Closing remarks by Dr. Michael Balcomb in ILC 2021

Thank you everybody. What a journey it's been these last three days. We've had eight very successful webinars. We've heard from all different aspects of life: political, diplomatic, business, arts, culture, media, and I must admit I've learned a lot.

In the beginning, I was a little skeptical about whether people from other parts of the world could reasonably expect to have an impact on Korean unification, but during these past three days, I was reminded time and again that Korea was divided not by its own will, but by the forces of the great powers, and so it is our business that Korea comes back together.

We also learned about how that might happen, and there were three themes that really stood out. The first one is that the traditional methods have failed. Now, what do I mean by the traditional methods? I think based on the logic of power, that somehow North Korea will collapse, and that South Korea will win, but it is very clear that North Korea is not going to collapse and that any approach to defeat North Korea by force, or power, or sanctions, or demanding this or that concession, is probably not going to work. Koreans are a proud people. They have a long culture and history, they are not going to give that up, and why should they?

Secondly, we learned that human relationships are extremely important, and there were many beautiful examples of cultural trips to North Korea, the exchange of music, art, food, etc. The Korean wave that's sweeping the world of culture, but also specific efforts like Father and Mother moon's visit to Pyongyang back in 1991 thirty years ago. And we heard that really there can't be enough human interaction, and right now, there’s a lack of it because of all the barriers. So, if we are able to open up new communications, new ways that families can get together, that will do more for unification perhaps than almost anything else.

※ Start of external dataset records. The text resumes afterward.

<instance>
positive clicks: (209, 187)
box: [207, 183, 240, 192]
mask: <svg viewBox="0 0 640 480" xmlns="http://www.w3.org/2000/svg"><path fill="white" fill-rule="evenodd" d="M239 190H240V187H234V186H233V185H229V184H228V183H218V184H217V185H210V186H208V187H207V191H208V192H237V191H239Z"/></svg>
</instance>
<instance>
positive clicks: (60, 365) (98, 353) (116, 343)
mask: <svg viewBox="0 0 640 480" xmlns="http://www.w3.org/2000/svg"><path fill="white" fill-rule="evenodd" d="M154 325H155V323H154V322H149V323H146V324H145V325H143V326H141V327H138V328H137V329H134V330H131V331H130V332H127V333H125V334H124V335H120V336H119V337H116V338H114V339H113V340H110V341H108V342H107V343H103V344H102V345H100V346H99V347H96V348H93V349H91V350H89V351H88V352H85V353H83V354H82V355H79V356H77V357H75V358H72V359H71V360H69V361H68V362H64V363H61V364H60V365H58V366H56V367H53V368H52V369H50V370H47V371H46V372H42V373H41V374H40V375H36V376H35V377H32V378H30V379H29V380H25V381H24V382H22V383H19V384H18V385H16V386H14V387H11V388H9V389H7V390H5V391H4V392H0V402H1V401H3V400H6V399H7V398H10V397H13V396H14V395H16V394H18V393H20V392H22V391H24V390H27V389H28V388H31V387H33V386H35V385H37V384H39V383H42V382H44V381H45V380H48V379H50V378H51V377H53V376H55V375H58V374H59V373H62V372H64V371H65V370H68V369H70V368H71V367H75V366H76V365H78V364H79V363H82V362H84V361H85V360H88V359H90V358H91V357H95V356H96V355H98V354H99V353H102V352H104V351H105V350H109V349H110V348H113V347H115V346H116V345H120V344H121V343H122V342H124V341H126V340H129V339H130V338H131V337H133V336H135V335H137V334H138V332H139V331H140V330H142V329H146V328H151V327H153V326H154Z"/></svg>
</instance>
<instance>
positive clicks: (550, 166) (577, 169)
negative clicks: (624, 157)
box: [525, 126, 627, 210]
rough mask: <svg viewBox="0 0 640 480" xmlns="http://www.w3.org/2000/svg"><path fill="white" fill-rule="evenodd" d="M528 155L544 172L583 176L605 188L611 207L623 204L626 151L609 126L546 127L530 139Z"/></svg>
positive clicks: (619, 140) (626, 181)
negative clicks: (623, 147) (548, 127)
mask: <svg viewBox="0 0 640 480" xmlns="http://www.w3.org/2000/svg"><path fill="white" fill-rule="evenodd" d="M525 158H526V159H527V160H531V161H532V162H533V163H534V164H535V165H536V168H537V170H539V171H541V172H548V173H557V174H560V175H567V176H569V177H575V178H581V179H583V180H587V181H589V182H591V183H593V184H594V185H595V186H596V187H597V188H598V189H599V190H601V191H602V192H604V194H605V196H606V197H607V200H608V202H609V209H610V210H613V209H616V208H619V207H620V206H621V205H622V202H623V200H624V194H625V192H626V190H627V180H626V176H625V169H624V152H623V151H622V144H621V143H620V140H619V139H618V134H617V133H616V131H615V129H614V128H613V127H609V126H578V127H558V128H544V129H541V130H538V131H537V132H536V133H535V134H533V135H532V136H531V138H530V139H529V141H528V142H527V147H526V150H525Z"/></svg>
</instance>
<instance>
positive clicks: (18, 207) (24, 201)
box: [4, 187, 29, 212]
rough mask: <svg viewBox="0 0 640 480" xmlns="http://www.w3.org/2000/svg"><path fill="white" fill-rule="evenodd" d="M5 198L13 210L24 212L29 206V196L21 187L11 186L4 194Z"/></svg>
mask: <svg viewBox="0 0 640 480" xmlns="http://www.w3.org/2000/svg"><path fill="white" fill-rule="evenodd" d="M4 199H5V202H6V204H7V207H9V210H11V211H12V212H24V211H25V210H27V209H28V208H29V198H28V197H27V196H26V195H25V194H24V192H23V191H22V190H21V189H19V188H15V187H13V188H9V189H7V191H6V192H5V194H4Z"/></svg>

However, even that is not really enough, and Mother moon has emphasized that there are some problems that can't be solved simply by human effort. We need to call on divine help, God's help. That may not be so fashionable these days, but in the past it was not uncommon for a King or an American president to call the nation to fasting and prayer, and to ask for God's intervention.

So, with that in mind, I want to thank everybody who joined our various webinars, our speakers, our panelists; your contribution was extremely important. We look forward to continuing the relationship and, as we close, let us give thanks to God and ask for his help in bringing peace, not only to the Korean Peninsula, but to our fractured world.